I don't know what made me think I could be a caregiver.
I'm not giving up. I'll get to know somebody else this week, and perhaps I will find that I do have a niche in this profession. The scrubs are an excuse, I know.
I am blaming pink and black scrubs for my insecurity. They are just a uniform that someone somewhere decided was an easy-care, comfortable alternative to street clothes. I am uncomfortable with being responsible for another person, not really the clothes. If I had to wear a silly hat it would be the same thing.
See, I am a person whose confidence comes from the way I am dressed. I don't feel talented. I feel inadequate. I listened to all the gals at training with all of their knowledge and experience. I have none of that. I feel like once again I am stupid, or at the least woefully unprepared. I may be in over my head.
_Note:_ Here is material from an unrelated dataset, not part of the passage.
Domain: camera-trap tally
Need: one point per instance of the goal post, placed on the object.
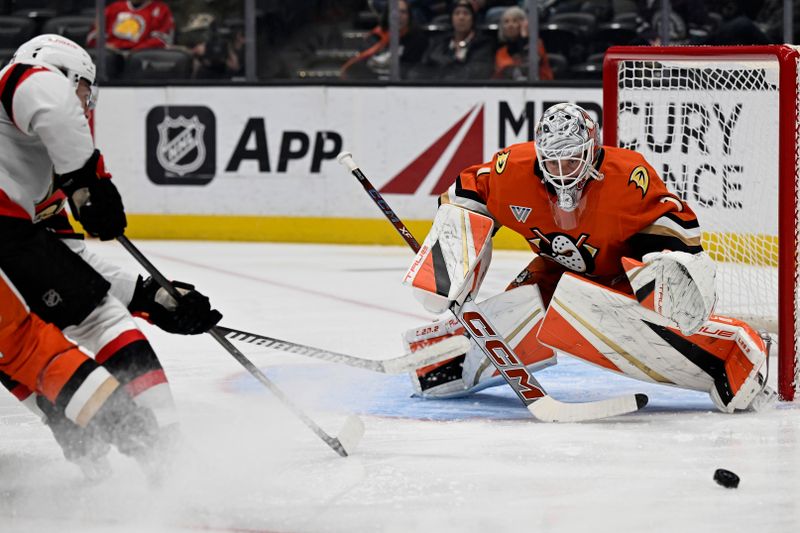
(720, 125)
I am letting perma-press, shapeless clothes dictate who I am instead of letting what I am doing be the focus.
You know, I like people, especially older people. The ladies at the nursing home liked me. I did little things that gave them a spark of life. I listened to their ramblings, met their families. I could have been a recreational director if I could have received a degree locally. I can do that kind of thing. This frightens me.
I'm meandering, aren't I?
I'm a little bit discombobulated. I want to help somebody. I want to give. I want to do the fun, fulfilling stuff. I will give it a month, maybe two. Then I will look back at these words and I will have a better idea if this is what I am meant to do for another year and five months, two days and sixteen hours.
First day, first client, first impressions. I need a change of attitude, not a change of clothes.